I loved Ryan. He is a great character that epitomises the perfect saviour. There were some fantastic scenes that built a delicious sexual tension between Brooke and Ryan. I’d have loved to read a little more about Ryan, but there was so much more to the story that I felt he took a bit of a back seat to the rest of the plot.

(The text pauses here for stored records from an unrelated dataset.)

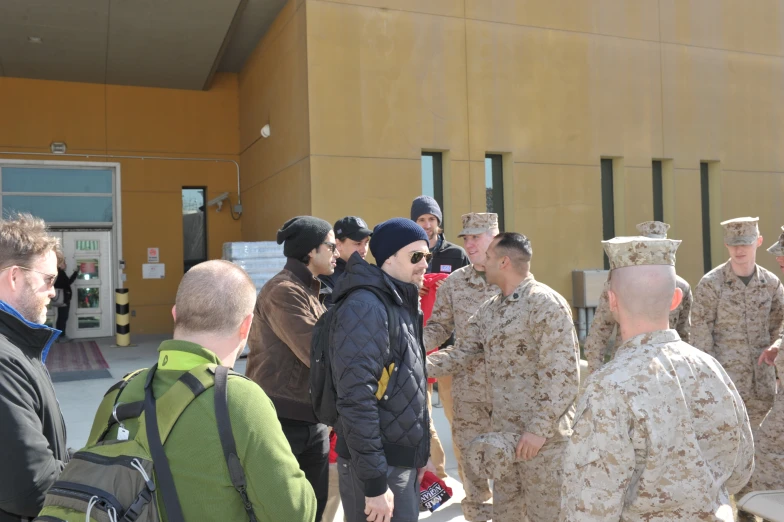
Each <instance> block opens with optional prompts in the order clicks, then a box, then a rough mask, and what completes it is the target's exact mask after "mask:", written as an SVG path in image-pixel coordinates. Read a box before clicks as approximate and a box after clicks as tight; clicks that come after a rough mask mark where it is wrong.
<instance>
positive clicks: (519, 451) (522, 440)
mask: <svg viewBox="0 0 784 522" xmlns="http://www.w3.org/2000/svg"><path fill="white" fill-rule="evenodd" d="M545 442H547V439H545V438H544V437H540V436H539V435H534V434H533V433H528V432H525V433H523V436H522V437H520V441H519V442H518V443H517V449H516V450H515V455H516V456H517V458H518V459H523V460H531V459H532V458H534V457H535V456H537V455H538V454H539V450H540V449H542V446H544V443H545Z"/></svg>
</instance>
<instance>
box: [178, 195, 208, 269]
mask: <svg viewBox="0 0 784 522" xmlns="http://www.w3.org/2000/svg"><path fill="white" fill-rule="evenodd" d="M206 192H207V189H206V187H183V189H182V247H183V248H182V252H183V258H184V269H185V272H187V271H188V270H190V269H191V268H192V267H194V266H196V265H198V264H199V263H202V262H204V261H206V260H207V215H206V211H205V208H204V204H205V195H206Z"/></svg>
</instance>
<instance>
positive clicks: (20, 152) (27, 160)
mask: <svg viewBox="0 0 784 522" xmlns="http://www.w3.org/2000/svg"><path fill="white" fill-rule="evenodd" d="M19 155H20V156H22V155H24V152H20V153H19ZM11 165H14V166H27V167H57V168H66V169H67V168H84V167H87V168H100V169H107V168H108V169H112V170H113V171H114V176H113V177H112V224H111V225H110V226H96V224H95V223H57V224H56V225H49V224H47V225H48V226H49V228H50V229H51V230H57V231H67V230H76V231H78V230H84V231H87V230H102V231H105V230H109V232H110V233H111V238H112V240H111V251H112V262H113V264H114V266H113V267H112V268H111V270H110V273H111V279H110V284H111V288H112V292H113V291H114V290H115V289H117V288H124V285H125V281H124V277H123V276H124V275H125V270H124V269H123V268H122V267H124V266H125V261H124V259H123V248H122V197H121V194H122V166H121V164H120V163H119V162H116V161H68V160H14V159H0V167H4V166H11ZM0 183H2V170H0ZM0 186H1V185H0ZM0 192H1V191H0ZM0 208H2V194H1V193H0ZM116 326H117V325H116V322H115V321H112V335H114V334H115V333H116Z"/></svg>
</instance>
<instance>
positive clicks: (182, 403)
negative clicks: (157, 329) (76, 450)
mask: <svg viewBox="0 0 784 522" xmlns="http://www.w3.org/2000/svg"><path fill="white" fill-rule="evenodd" d="M157 366H158V365H157V364H156V365H155V366H153V367H152V368H151V369H149V370H138V371H136V372H133V373H131V374H128V375H126V376H125V377H124V378H123V380H122V381H120V382H118V383H117V384H115V385H114V386H112V387H111V388H110V389H109V391H108V392H106V395H105V396H104V398H103V401H101V405H100V406H99V408H98V412H97V413H96V416H95V421H94V423H93V428H92V431H91V433H90V438H89V440H88V441H87V446H85V447H84V448H82V449H81V450H79V451H77V452H76V453H75V454H74V455H73V457H72V459H71V461H70V462H69V463H68V465H67V466H66V467H65V469H64V470H63V472H62V473H61V474H60V477H59V478H58V480H57V482H55V483H54V485H53V486H52V487H51V488H50V489H49V491H48V492H47V494H46V499H45V500H44V507H43V510H42V511H41V513H40V514H39V515H38V517H37V518H35V520H36V521H41V522H89V521H95V522H118V521H124V522H159V521H160V520H162V517H161V511H164V512H165V513H166V519H167V520H168V522H183V521H184V517H183V514H182V507H181V506H180V502H179V498H178V497H177V490H176V489H175V487H174V479H173V478H172V474H171V469H170V468H169V463H168V461H167V459H166V455H165V453H164V451H163V444H164V443H165V442H166V439H167V437H168V436H169V434H170V433H171V430H172V428H174V425H175V423H176V422H177V419H178V418H179V417H180V415H182V413H183V412H184V411H185V409H186V408H187V407H188V405H189V404H190V403H191V402H192V401H193V400H194V399H195V398H196V397H198V396H199V395H200V394H201V393H202V392H204V391H205V390H207V389H209V388H210V387H211V386H213V385H214V386H215V416H216V419H217V421H218V432H219V434H220V440H221V445H222V446H223V453H224V456H225V458H226V464H227V466H228V469H229V476H230V477H231V482H232V484H233V485H234V488H235V489H236V490H237V492H238V493H239V494H240V496H241V498H242V502H243V504H244V506H245V511H246V512H247V513H248V518H249V519H250V521H251V522H256V515H255V513H254V512H253V505H252V504H251V502H250V500H249V498H248V495H247V492H246V482H245V472H244V470H243V469H242V464H241V463H240V459H239V457H238V456H237V449H236V446H235V443H234V435H233V433H232V431H231V422H230V420H229V409H228V394H227V383H228V375H229V370H228V369H227V368H225V367H223V366H218V365H215V364H202V365H200V366H197V367H195V368H193V369H192V370H190V371H189V372H185V373H184V374H182V376H181V377H180V378H179V380H178V381H177V382H176V383H175V384H174V385H173V386H172V387H171V388H170V389H169V390H167V391H166V393H164V394H163V395H162V396H161V397H159V398H158V399H155V398H154V397H153V393H152V380H153V376H154V375H155V371H156V369H157ZM145 372H146V378H145V379H144V380H143V382H144V400H143V401H138V402H132V403H122V402H120V401H119V399H120V396H121V394H122V392H123V390H125V388H126V386H128V385H131V386H132V387H137V386H140V385H141V382H142V379H134V377H136V376H138V375H144V374H145ZM232 375H237V376H239V377H243V378H244V376H242V375H239V374H234V373H232ZM129 389H130V388H129ZM137 389H138V388H137ZM129 419H137V420H138V429H137V430H136V436H135V437H133V438H129V437H128V434H129V432H128V430H126V429H125V427H124V424H123V422H124V421H127V420H129ZM115 427H116V428H117V429H116V430H114V431H115V432H116V436H115V437H116V439H115V440H106V437H107V435H108V434H109V432H110V431H113V428H115ZM113 438H114V437H113Z"/></svg>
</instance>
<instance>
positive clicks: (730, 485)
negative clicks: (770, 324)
mask: <svg viewBox="0 0 784 522" xmlns="http://www.w3.org/2000/svg"><path fill="white" fill-rule="evenodd" d="M603 243H604V248H605V252H606V253H607V256H608V257H609V259H610V267H611V269H612V270H611V272H610V287H609V291H608V298H609V306H610V310H611V311H612V314H613V317H614V318H615V320H616V321H617V322H618V324H619V327H620V332H621V340H622V343H621V345H620V346H619V348H618V351H617V353H616V355H615V358H614V359H613V360H612V361H611V362H610V363H608V364H607V365H606V366H603V367H602V368H600V369H599V370H597V371H596V372H595V373H594V374H592V375H591V376H590V377H589V379H588V382H587V384H586V388H585V391H584V392H583V394H582V396H581V397H580V400H579V401H578V404H577V412H576V414H575V420H574V424H573V426H572V429H573V433H572V436H571V439H570V441H569V448H568V451H567V454H566V458H565V465H564V484H563V491H562V493H563V494H562V506H561V520H562V521H570V522H571V521H574V522H577V521H580V522H583V521H597V522H598V521H602V522H604V521H610V520H615V521H617V520H671V521H672V520H683V521H692V520H722V521H727V522H729V521H732V520H734V515H733V511H732V506H731V505H730V500H729V495H730V494H734V493H737V492H738V491H740V489H741V488H742V487H743V485H744V484H746V482H747V481H748V479H749V477H750V476H751V471H752V468H753V463H754V445H753V442H752V435H751V425H750V423H749V417H748V414H747V413H746V409H745V407H744V405H743V401H742V400H741V397H740V394H739V393H738V390H737V389H736V388H735V385H734V384H733V383H732V380H731V379H730V378H729V376H728V375H727V372H726V371H724V368H722V366H721V365H720V364H719V363H718V361H716V359H714V358H713V357H711V356H710V355H708V354H706V353H704V352H702V351H700V350H698V349H696V348H694V347H693V346H690V345H688V344H687V343H685V342H683V341H682V340H681V339H680V337H679V335H678V332H677V331H676V330H673V329H670V321H669V315H670V311H671V310H673V309H675V308H677V306H678V305H679V304H680V302H681V299H682V297H683V295H682V291H681V289H680V288H677V287H676V276H675V268H674V265H675V251H676V249H677V248H678V246H679V245H680V241H675V240H670V239H665V238H647V237H641V236H637V237H618V238H615V239H612V240H610V241H604V242H603Z"/></svg>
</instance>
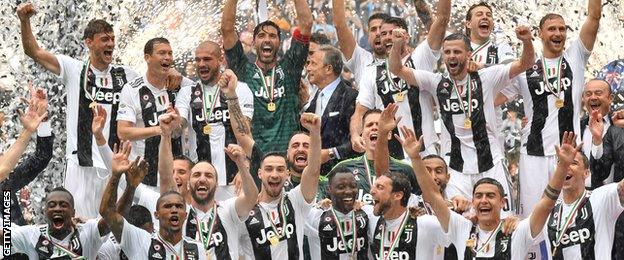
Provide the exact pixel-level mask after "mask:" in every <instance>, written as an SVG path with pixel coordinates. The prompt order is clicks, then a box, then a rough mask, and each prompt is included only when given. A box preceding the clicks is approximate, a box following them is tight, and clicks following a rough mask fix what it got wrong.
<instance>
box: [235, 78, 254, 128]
mask: <svg viewBox="0 0 624 260" xmlns="http://www.w3.org/2000/svg"><path fill="white" fill-rule="evenodd" d="M236 96H237V97H238V104H240V107H241V112H242V113H243V115H244V116H246V117H248V118H249V119H253V93H252V92H251V89H250V88H249V86H248V85H247V84H245V83H244V82H240V81H239V82H238V86H236Z"/></svg>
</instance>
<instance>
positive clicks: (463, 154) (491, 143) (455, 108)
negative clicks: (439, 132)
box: [412, 64, 511, 174]
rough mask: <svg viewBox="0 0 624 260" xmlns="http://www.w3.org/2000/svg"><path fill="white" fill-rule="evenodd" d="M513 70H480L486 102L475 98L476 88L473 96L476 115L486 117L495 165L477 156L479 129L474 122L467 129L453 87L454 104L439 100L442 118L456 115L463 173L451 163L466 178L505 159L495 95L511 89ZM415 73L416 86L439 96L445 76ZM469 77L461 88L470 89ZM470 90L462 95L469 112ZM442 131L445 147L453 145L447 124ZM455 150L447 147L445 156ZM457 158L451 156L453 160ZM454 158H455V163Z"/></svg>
mask: <svg viewBox="0 0 624 260" xmlns="http://www.w3.org/2000/svg"><path fill="white" fill-rule="evenodd" d="M510 68H511V64H506V65H502V64H501V65H495V66H491V67H487V68H484V69H481V70H479V71H478V72H477V73H478V74H479V78H480V79H481V86H482V91H481V93H480V94H481V96H482V99H481V100H479V99H477V98H476V97H474V93H475V92H474V91H475V90H476V89H474V88H475V87H474V86H475V85H473V90H471V93H473V97H472V98H471V99H472V101H471V102H472V106H473V111H474V110H476V109H482V110H483V114H484V117H485V124H486V125H485V130H486V131H487V142H488V145H487V148H489V152H490V154H491V155H492V157H491V161H486V160H484V159H481V156H480V154H477V148H476V145H475V141H474V136H473V128H475V127H477V126H476V125H475V122H474V120H473V122H472V127H471V128H466V127H465V126H464V122H465V119H466V113H467V111H466V113H464V112H463V110H462V109H461V108H462V106H460V104H459V100H458V96H457V94H456V91H455V90H453V88H452V87H451V88H450V89H451V91H450V93H446V94H449V95H450V100H443V101H442V102H444V103H443V104H440V100H439V99H438V98H436V102H437V105H438V107H439V108H440V110H441V111H440V112H441V114H442V118H444V113H452V125H453V128H454V129H453V132H454V136H453V137H456V138H457V139H458V141H459V143H460V144H459V145H460V153H459V154H457V156H461V157H462V158H463V169H456V168H454V165H453V164H452V163H451V164H449V166H450V167H451V168H453V169H454V170H456V171H459V172H462V173H465V174H475V173H479V172H480V171H479V168H483V167H479V165H481V164H488V163H489V164H493V165H496V163H497V162H498V161H499V160H501V159H502V158H503V151H502V148H501V146H500V142H499V141H498V132H499V129H497V128H496V127H497V124H498V123H497V122H498V120H497V115H496V110H495V108H494V97H495V94H496V93H498V92H499V91H500V90H501V89H502V88H503V87H505V86H507V85H509V82H510V79H509V69H510ZM412 72H413V73H414V77H415V78H416V82H417V83H418V86H419V87H420V90H421V91H426V92H428V93H430V94H431V95H433V96H437V92H438V84H439V83H440V82H441V81H442V74H440V73H432V72H428V71H424V70H412ZM468 78H469V74H467V75H466V77H465V78H464V79H462V80H460V81H458V82H456V84H457V85H458V86H466V85H468V82H467V81H468ZM474 80H475V79H471V81H472V82H473V84H474ZM467 89H468V87H463V91H462V93H461V98H462V101H463V102H464V104H466V106H464V107H465V109H466V110H468V107H469V106H468V103H467V102H465V100H466V95H467V94H468V91H467ZM440 91H447V89H442V90H440ZM442 129H444V131H443V134H442V135H441V136H442V143H443V144H447V143H448V144H452V140H451V141H448V140H447V139H446V138H451V136H450V135H451V134H450V133H451V132H450V131H449V129H447V127H446V124H443V125H442ZM450 149H451V147H443V149H442V152H443V154H446V152H448V151H450ZM452 156H453V154H452V153H451V157H452ZM452 161H453V158H451V162H452Z"/></svg>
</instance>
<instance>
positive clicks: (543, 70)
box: [542, 55, 563, 97]
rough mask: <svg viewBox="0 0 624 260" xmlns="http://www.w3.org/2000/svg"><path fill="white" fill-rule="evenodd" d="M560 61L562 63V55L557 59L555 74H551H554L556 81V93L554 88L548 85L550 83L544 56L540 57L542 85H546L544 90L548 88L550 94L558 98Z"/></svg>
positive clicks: (552, 86)
mask: <svg viewBox="0 0 624 260" xmlns="http://www.w3.org/2000/svg"><path fill="white" fill-rule="evenodd" d="M562 61H563V55H562V56H560V57H559V58H558V59H557V66H556V67H555V68H554V69H555V72H554V73H553V74H555V79H556V81H557V91H555V87H554V86H552V85H551V84H550V82H549V81H548V76H549V75H548V74H550V73H548V69H547V67H546V58H544V56H542V77H543V79H544V85H546V88H548V89H549V90H550V92H552V93H553V94H555V96H557V97H559V94H560V93H561V89H562V87H561V65H562Z"/></svg>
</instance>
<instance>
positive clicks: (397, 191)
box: [381, 172, 412, 207]
mask: <svg viewBox="0 0 624 260" xmlns="http://www.w3.org/2000/svg"><path fill="white" fill-rule="evenodd" d="M381 176H386V177H388V178H389V179H390V180H391V181H392V192H403V198H402V199H401V206H404V207H407V202H408V201H409V197H410V196H411V195H412V184H410V181H409V179H407V176H405V175H403V174H401V173H398V172H385V173H382V174H381Z"/></svg>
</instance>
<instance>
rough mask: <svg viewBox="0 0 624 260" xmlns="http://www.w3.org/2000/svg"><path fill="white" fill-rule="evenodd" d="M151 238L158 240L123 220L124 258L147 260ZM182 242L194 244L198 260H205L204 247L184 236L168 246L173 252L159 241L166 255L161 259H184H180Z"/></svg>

Ryan chuckled. “You’re going to be my trouble this year, aren’t you?” he asked softly.
Hell yeah I was.
Major Spoiler Alert
[Brooke’s rape is intense. My heart was hammering the whole time and I was like ‘What? No! Surely not!!’ It was a bold, ballsy move from S. Walden, to write that scene in and I commend her for doing so. It made such a profound difference to the rest of the book.]
Major Spoiler END
Overall, this is a book reaches out to places I’ve never been when reading a book, it’s so ‘stand alone’, unlike anything else I’ve ever read, that I can’t really find anything to compare it to. The writing is brave and unapologetic and I loved it for that. I wanted to help Brooke on her crusade and I couldn’t put it down. I needed to know what happened. I needed to know whether the evil characters suffered their comeuppance and whether Brooke was able to let go of her guilt.
“There’s still time, Brooke. There’s always time to make it right.”
“No, Beth. There’s no time,” I said out loud, choking on the words.
So, there we go. Like I said, it won’t be for everybody, but I think I’ve included enough warnings and explanation that if you like the sound of it all, you’ll enjoy this book. Just, be warned, it’s as brutal as they come!